PARIS, September 18th.
We are married. We are just back from the church. We have said good-by to all our friends, not without a quick touch or two of sadness, as quickly swallowed up in the joy which for the first time in the history of my heart is surging there at full tide, and widening to a limitless horizon. In the two hours I have to spare before starting for Italy, I am writing the last words in this brown diary, which I do not intend to take with me.
Jeanne, my own Jeanne, is leaning upon me and reading over my shoulder, which distracts the flow of my recollections.
There were crowds at the church. The papers had put us down among the fashionable marriages of the week. The Institute, the army, men of letters, public officials, had come out of respect for M. Charnot; lawyers of Bourges and Paris had come out of respect for my uncle. But the happiest, the most radiant, next to ourselves, were the people who came only for Jeanne's sake and mine; Sylvestre Lampron, painter-in-ordinary to Mademoiselle Charnot, bringing his pretty sketch as a wedding-present; M. Flamaran and Sidonie; Jupille, who wept as he used to "thirty years ago;" and M. and Madame Plumet, who took it in turns to carry their white-robed infant.
Jeanne and I certainly shook hands with a good many persons, but not with nearly as many as M. Mouillard.

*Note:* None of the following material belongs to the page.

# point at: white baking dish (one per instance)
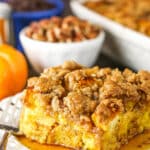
(122, 44)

Clean-shaven, his cravat tied with exquisite care, he spun round in the crowd like a top, always dragging with him some one who was to introduce him to some one else. "One should make acquaintances immediately on arrival," he kept saying.
Yes, Uncle Mouillard has just arrived in Paris; he has settled down near us on the Quai Malaquais, in a pretty set of rooms which Jeanne chose for him. He thinks them perfect because she thought they would do. The tastes and interests of old student days have suddenly reawakened within him, and will not be put to sleep again. He already knows the omnibus and tramway lines better than I; he talks of Bourges as if it were twenty years since he left it: "When I used to live in the country, Fabien--"
My father-in-law has found in him a whole-hearted admirer, perhaps even a future pupil in numismatics. Their friendship makes me think of that-["You don't mind, Jeanne?"
"Of course not, my dear; the brown diary is for our two selves alone." J.] --of that of the town mouse and the country mouse. Just now, on their way back to the house, they had a conversation, by turns pathetic and jovial, in which their different temperaments met in the same feeling, but at opposite ends of the scale of its shades.